Figure 2. Batch application anatomy
Figure 2. Batch application anatomy

The batch container runs a batch job under the control of an asynchronous bean, which you can think of as a container-managed thread. The batch container processes a job definition and carries out its lifecycle, using an async bean as the unit of execution.

A batch application is made up of these user-provided components:

  • Batch job step: This POJO provides the business logic to execute as a step in a batch job. The batch container invokes the batch job step during the course of processing a job definition.

  • Batch data stream: This POJO provides the batch job step with access to data. A batch application can be written to access one batch data stream or several. A batch data stream can be written to provide access to any sort of data, including data from RDBs, file systems, message queues, through J2C connectors, and so on.

    The batch container is responsible for open, close, and checkpoint-related callbacks onto a batch data stream during the lifecycle of a job step. The batch job step itself calls methods on the batch data stream to get and put data.

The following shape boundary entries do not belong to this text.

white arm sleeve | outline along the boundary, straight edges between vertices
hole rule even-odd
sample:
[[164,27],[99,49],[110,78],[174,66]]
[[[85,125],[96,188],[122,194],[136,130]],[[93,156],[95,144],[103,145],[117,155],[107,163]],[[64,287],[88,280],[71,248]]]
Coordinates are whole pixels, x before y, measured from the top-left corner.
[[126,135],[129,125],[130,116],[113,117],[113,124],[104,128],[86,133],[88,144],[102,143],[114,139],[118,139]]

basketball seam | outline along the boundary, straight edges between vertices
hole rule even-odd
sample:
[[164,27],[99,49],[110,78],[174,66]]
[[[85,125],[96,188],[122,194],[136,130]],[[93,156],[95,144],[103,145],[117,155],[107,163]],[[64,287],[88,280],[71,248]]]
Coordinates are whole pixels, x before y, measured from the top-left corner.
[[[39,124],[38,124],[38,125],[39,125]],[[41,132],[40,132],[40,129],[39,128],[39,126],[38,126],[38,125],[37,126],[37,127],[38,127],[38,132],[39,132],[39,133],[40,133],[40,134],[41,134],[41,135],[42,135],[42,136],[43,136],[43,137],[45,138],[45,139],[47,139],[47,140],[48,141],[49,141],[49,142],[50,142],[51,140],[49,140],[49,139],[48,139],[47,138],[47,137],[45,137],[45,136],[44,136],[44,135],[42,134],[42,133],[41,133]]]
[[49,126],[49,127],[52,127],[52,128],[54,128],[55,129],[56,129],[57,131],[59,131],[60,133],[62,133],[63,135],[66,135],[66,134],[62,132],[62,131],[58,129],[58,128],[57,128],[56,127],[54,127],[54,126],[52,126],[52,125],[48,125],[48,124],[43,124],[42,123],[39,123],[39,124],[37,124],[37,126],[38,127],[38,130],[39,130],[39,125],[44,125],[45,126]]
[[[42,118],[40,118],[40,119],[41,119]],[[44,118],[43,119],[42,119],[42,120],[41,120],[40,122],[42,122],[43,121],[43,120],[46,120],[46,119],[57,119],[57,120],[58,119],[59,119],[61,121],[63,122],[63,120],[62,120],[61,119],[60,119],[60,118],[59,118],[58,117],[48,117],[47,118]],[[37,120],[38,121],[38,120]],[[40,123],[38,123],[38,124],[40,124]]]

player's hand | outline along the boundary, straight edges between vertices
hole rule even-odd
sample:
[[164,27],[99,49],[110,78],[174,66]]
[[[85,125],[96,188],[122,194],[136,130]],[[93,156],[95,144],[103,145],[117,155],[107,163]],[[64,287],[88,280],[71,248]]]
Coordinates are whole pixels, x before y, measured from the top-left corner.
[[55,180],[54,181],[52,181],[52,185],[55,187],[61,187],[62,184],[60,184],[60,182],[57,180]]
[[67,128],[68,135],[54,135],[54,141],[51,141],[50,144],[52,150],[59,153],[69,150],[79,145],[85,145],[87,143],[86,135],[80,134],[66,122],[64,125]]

A batch application can optionally include these user-provided components:

  • Checkpoint algorithm: The batch container provides a checkpoint/restart mechanism to support job restart from a known-point of consistency. A job might need to be interrupted and then subsequently restarted after a planned or unplanned outage. The batch container calls the checkpoint algorithm periodically to determine if it is time to take a checkpoint.

    Compute Grid provides two pre-built checkpoint algorithms, one that supports a time-based checkpoint interval, and another that supports a checkpoint interval based on record-count.

  • Results algorithm: Each batch job step supplies a return code when it is done. The results algorithm has visibility to the return codes from all steps in a batch job and returns a final, overall return code for the job as a whole.

    Compute Grid provides a pre-built results algorithm that returns the numerically highest step return code as the overall job return code.

With this brief introduction to the batch container, which is part of the Compute Grid runtime, the important things to keep in mind are that the batch container:

  • Orchestrates the lifecycle of a batch job, according to a job definition.
  • Generates a job log to capture the history of a job’s execution, including standard stream output from the batch job steps.
  • Collects performance and usage metrics to facilitate work load management and accounting functions.
  • Provides a powerful job failover model, based on checkpoint/restart semantics.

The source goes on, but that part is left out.